Regardless of the Chairman's reasons, in the eyes of many he clearly stepped across the line when he ordered the police officer on duty to remove the vet. He rudely slammed down his gavel, frequently interrupting speakers before they finished their three minutes at the podium.

Chairman Bell removed yet another citizen at the Council’s May 5 meeting.

While pounding his gavel Chairman Bell abruptly ordered the speaker's removal after 2 minutes and 20 seconds at the microphone. His “Gestapo” like behavior is most disruptive. Although the meeting was related to a contentious issue, and there were many speakers who spoke with passion, speaking with passion is not yet a crime in America.

Along with his persistent gaveling of speakers and removal of citizens from meetings, Chairman Bell, during his chairmanship moved the time of regularly scheduled meetings from 7 to 6 p.m. making it difficult for citizens to attend.

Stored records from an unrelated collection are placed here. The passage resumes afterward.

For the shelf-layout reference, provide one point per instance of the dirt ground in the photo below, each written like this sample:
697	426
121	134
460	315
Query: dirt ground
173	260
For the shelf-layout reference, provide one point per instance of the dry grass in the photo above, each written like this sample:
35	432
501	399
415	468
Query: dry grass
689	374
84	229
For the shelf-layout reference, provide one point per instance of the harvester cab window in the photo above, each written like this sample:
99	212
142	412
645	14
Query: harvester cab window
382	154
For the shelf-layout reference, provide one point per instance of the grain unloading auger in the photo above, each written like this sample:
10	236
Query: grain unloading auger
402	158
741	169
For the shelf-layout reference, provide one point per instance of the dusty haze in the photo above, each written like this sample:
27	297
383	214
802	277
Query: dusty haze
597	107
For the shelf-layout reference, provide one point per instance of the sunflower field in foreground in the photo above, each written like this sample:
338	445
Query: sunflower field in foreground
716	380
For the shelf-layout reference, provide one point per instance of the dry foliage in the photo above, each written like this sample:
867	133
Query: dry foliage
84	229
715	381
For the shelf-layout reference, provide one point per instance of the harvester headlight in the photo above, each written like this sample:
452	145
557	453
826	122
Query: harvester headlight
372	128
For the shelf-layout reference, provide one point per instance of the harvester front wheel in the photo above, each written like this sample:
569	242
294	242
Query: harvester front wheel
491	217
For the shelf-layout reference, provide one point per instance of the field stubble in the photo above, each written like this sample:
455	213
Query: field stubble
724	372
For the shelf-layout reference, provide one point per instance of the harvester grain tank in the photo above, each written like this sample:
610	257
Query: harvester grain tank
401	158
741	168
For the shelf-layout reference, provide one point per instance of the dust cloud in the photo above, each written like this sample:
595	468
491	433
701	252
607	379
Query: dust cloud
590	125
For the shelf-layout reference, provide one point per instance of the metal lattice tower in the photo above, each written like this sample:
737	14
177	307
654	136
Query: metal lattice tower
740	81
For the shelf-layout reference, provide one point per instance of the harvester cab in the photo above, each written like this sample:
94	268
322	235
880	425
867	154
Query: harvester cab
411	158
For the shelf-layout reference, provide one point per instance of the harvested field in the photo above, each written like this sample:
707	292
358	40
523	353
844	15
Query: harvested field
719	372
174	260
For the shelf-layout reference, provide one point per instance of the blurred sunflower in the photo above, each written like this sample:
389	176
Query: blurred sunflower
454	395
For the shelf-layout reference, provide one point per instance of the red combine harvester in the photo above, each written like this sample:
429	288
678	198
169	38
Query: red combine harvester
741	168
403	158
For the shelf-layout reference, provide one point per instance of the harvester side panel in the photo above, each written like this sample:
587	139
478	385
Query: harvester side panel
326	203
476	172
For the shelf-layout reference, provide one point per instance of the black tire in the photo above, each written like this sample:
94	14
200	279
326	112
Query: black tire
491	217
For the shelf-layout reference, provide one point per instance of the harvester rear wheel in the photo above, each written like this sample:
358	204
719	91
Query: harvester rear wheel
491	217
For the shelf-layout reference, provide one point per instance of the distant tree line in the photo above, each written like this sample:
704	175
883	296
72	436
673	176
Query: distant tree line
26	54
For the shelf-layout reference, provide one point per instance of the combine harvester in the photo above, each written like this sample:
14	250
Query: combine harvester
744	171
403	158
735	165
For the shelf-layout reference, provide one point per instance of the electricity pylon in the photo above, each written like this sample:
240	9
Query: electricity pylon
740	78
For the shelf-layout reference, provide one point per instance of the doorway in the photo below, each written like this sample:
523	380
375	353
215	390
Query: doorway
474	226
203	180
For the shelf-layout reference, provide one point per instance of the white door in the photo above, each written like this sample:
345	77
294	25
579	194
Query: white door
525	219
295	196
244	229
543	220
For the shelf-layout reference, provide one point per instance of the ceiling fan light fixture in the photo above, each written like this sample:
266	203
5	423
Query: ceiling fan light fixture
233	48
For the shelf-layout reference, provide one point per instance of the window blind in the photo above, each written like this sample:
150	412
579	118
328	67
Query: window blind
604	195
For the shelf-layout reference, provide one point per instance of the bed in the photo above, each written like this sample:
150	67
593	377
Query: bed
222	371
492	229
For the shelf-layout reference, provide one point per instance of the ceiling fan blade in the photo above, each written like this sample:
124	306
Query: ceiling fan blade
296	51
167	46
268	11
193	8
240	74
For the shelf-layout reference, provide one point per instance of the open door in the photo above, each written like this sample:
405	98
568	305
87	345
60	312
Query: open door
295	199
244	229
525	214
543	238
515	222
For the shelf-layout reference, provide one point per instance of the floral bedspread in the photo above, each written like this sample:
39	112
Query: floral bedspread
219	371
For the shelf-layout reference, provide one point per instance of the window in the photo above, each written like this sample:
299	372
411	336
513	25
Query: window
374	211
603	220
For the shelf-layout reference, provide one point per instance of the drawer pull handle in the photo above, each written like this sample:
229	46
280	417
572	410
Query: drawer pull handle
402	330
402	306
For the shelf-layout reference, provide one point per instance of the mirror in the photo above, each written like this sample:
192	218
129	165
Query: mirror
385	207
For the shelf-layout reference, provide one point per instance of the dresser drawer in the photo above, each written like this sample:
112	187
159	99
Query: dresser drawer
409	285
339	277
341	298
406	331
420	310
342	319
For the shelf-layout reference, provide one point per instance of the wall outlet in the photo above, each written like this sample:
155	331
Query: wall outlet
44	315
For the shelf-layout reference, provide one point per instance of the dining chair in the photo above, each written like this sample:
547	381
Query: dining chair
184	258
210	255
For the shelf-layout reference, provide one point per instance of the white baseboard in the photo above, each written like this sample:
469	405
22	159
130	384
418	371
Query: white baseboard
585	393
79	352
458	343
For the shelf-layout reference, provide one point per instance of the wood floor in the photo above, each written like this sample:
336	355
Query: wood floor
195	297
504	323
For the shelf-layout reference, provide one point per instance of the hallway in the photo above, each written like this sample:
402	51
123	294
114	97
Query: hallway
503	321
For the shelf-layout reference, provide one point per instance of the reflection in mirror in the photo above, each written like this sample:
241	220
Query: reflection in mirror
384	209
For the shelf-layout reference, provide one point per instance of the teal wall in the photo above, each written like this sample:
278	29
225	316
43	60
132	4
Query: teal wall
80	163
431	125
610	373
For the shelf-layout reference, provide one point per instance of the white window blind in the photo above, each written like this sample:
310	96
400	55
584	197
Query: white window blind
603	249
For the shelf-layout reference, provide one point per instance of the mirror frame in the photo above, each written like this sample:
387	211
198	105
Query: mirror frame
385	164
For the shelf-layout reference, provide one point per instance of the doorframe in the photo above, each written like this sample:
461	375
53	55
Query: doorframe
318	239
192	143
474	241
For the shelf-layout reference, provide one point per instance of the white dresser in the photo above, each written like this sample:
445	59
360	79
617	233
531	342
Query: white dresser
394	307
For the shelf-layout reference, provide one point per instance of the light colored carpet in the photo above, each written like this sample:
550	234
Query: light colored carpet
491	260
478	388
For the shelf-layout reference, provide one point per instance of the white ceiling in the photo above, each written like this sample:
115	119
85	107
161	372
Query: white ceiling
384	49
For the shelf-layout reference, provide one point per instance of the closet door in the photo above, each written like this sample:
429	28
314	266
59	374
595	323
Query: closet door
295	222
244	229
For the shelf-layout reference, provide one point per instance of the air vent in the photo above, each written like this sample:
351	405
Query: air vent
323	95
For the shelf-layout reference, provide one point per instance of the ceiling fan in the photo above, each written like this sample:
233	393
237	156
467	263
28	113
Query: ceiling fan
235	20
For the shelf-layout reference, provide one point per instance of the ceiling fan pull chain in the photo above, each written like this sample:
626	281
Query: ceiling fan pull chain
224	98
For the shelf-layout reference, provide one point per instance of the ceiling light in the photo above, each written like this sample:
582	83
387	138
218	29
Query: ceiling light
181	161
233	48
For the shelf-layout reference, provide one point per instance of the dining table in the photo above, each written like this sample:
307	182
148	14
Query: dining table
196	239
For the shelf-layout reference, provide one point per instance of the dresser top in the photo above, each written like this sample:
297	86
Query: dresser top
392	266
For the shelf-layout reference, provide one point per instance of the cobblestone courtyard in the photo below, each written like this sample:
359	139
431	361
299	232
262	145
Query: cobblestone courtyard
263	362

TEs interpretation of Council meeting rules forbids appropriate applause after a speaker's comments or addressing an elected official by name while at the podium. They certainly want voters to remember their name come election time, but want no accountability while in office.

Why would our local government want to stifle free speech and the participation of citizens in their government when these rights are protected by our Constitution?

Obviously, they do not respect the rights afforded to all citizens nor do they want to answer to anyone. They are now above the law. Lest they continue to use the authority they have been given to serve the public to silence us, it is time to remove them.